Мы шли колонной к вокзалу. На дороге <…> стояла шеренга крестьян, вооруженных лопатами. Увидев в толпе хорошо одетого человека, они указывали на него немецкому или украинскому охраннику, давая ему бутылку водки. Тогда тот вытаскивал из рядов указанного человека и убивал его, как за попытку к бегству. Крестьянин, купивший еврея, брал тогда его одежду, сапоги и все, что было на нем.
<…> нас ждал поезд. От 120 до 130 человек силой запихнули в вагоны и поехали в Собибор. По приезде были отобраны 100 человек, в число которых попал мой сын и я. Две тысячи других заключенных были помещены в лагерь № 3. На следующий день эсэсовцы спросили: «Кто умеет готовить еду?». Мы с сыном подняли руки. Мы остались, а 98 других были переведены в лагерь № 3.
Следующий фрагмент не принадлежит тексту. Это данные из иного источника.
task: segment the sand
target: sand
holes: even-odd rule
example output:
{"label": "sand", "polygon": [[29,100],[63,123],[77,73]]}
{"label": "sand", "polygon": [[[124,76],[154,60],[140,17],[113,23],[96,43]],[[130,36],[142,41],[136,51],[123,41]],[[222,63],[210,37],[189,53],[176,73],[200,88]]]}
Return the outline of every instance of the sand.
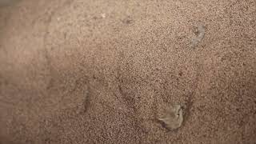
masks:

Техника, предназначенная для умерщвления, была так хорошо замаскирована, что почти еще в течение 10 недель, я думал, что другие, пришедшие со мной, находились в трудовом лагере. На кухне, где я работал, мы варили суп для заключенных 3-го лагеря. Украинские надсмотрщики приходили за кастрюлями. Однажды в мучной шарик я положил записку на иврите: «Братья, сообщите нам, что стало с теми, кого перевели в лагерь № 3?». Ответ ко мне пришел в записке, приклеенной на дне чугуна: «Было бы лучше, если бы вы об этом не спрашивали. Здесь они все были задушены газом, и мы должны были их похоронить.»
Я сказал это двум своим друзьям — Леону Фельдхендлеру и Суломо (Шломо) Гольдштейну. Но вместе решили ничего не говорить другим, чтобы не заставлять их страдать еще больше, чем они страдали сейчас.
Однажды украинец Коцевадский из Киева, следящий за порядком на кухне, прошептал мне: «У меня есть друзья среди русских партизан и план, чтобы нас всех освободить.» Я никак не реагировал, потом посоветовался с Фельдхендлером и Суломо. Мы решили ничего ему не отвечать. В другой раз Коцевадский доверился мне: «Я еду в Хелм к своему другу. Если немцы меня спросят, скажи, что я в лагере». Когда он вернулся, мы сказали, что никто его не спрашивал. <…>
Отравление
На кухне для заключенных нас работало 13 человек, двое работали на кухне для эсэсовцев и двое на кухне для украинских нацистов. Мы хотели найти отраву, которая подействовала бы через 3–4 часа после приема пищи. За эти 3–4 часа партизаны приблизились бы к лагерю, потом соединившись с заключенными, разрушили бы Собибор. Но из Майданека пришел приказ, не позволяющий больше работать заключенным на кухне эсэсовцев. Мы вручили деньги Коцевадскому, чтобы он их отдал партизанам. И однажды он убежал.